El médico miró su reloj con impaciencia, se acodó en el escritorio, lo miró fijo y dijo ajá.
 - Resumiendo doctor, usted no tiene la culpa de que yo haya perdido el control de mi tiempo y no le voy a hacer perder el suyo ahora. Cuánto me queda? Digame la verdad. En cuánto tiempo cree que me voy a morir? Porque al menos quiero controlar el tiempo que me falta.
El doctor lanzó una carcajada divertida, se paró, dio la vuelta, lo palmeó y dijo cosas como "hombre no sea exagerado, que morirse no es tan fácil, si usted hace un poco de caso, se pone en tratamiento y deja los malos hábitos, un poco de deporte, algo de dieta, tomar los remedios, blaablabla, esto se puede corregir, vive cien años y nos entierra a todos y debería tomarse las cosas de otro modo disfrutar más los momentos, el estrés es algo  muy destructivo, es bueno tener un hoby ( dijo jobi, claro, pero se entiende a qué se estaba refiriendo), seguramente habrá cosas que a usted le gusta hacer y le alivian la tensión que siente, tal vez consultar un psicólogo, que no son para cundo uno está loco sino para cuando uno está cuerdo y siente que ha perdido el dominio de su vida, bla bla bla".
El tipo sonreía. Pero no nos engañemos.
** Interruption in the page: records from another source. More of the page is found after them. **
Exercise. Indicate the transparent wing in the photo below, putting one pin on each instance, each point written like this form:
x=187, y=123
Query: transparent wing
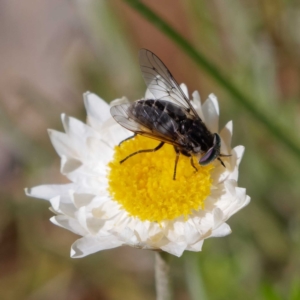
x=160, y=81
x=123, y=115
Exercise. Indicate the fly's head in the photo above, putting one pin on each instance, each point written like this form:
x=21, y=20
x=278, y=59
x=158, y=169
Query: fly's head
x=212, y=153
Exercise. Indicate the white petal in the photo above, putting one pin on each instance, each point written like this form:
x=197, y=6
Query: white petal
x=184, y=89
x=119, y=101
x=175, y=248
x=49, y=191
x=226, y=135
x=88, y=245
x=62, y=144
x=221, y=231
x=97, y=109
x=69, y=165
x=69, y=224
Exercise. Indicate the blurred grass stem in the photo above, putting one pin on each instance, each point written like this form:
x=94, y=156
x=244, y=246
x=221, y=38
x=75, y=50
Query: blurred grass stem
x=199, y=58
x=162, y=276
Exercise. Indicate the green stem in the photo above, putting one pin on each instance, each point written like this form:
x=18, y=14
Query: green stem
x=162, y=276
x=200, y=59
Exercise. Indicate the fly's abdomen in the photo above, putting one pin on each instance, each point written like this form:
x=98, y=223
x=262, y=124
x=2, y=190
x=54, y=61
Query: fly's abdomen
x=152, y=114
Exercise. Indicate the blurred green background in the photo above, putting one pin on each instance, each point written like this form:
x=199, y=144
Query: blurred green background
x=52, y=51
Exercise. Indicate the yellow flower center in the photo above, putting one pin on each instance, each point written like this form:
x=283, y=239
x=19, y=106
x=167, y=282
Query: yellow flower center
x=143, y=185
El tipo sonreía porque había entendido las reglas del juego: el médico no le diría lo que quería saber, estaba tratando de consolarlo y convencerlo y pidiendo "por favor, sonría, convenzasé, no me haga esto amigo, ya le di las recetas, vuelva el mes que viene, no me pida imposibles, tengo diez pacientes más en la sala y la obra social paga cuando se le canta pero yo los tengo que atender igual, qué se cree, que yo tengo el recetario de la inmortalidad, que yo juego al tenis los sábados porque me gusta, que no estoy podrido de manejar en las horas pico y soportar a mi propia mujer y mis propios hijos?" 
 El tipo sonreía por solidaridad, porque se daba cuenta que el otro no podía o no quería responderle y no sabía cómo reparar el agravio que le había infligido con tamaña pregunta. Y así, sonriendo con esa amargura que solo dejan traslucir ciertas sonrisas, se paró, metió todos los formularios en el bolsillo del saco junto con el sobre doblado al medio, estiró la mano, la estrechó con fuerza y dijo “gracias doctor”. El médico dijo algo de forma y se despidieron.
Cuando el tipo salía, escuchó que gritaba un nombre y vio a un tipo igual que él de desgraciado, pararse y enfilar hacia el consultorio.
En la calle, prendió un cigarillo, miró hacia ambos lados: a la izquierda,  a dos cuadras, Rivadavia; a la derecha, a cinco cuadras, Corrientes. Decidió enfilar hacia Corrientes, caminar un poco y comerse una buena pizza antes de llegar a casa. Después de todo, el doctor tenía razón, el tiempo se recupera de a ratitos, haciendo lo que a uno le gusta.
Mañana, en la fábrica, le pediría al supervisor el teléfono de ese especialista del que siempre hablaba y le llevaría todo, para tener una segunda opinión. Después de todo, carajo, era su derecho saber cuánto tiempo le quedaba y usarlo como se le cantara.
Eso estaba decidiendo, eso y tirando el pucho en el cordón de la vereda donde había apenas un poquito de agua, para que se apagara, cuando, nadie supo cómo, el interno veintisiete de la línea ciento cinco se subió a la vereda y terminó aplastado contra un edificio.
Hubo dos muertos: el chofer del colectivo, que tal vez tuvo un paro cardíaco previo al accidente, no se sabe bien aún, y un peatón de apellido González,  según se supo por la documentación que llevaba encima,  que en ese momento caminaba cerca del borde de la acera, en dirección a Corrientes, y fue aplastado por el bondi contra la pared. Los pasajeros de la unidad siniestrada, informó la policía, están contusos, derivados en diferentes nosocomios, pero ninguno reviste heridas de gravedad.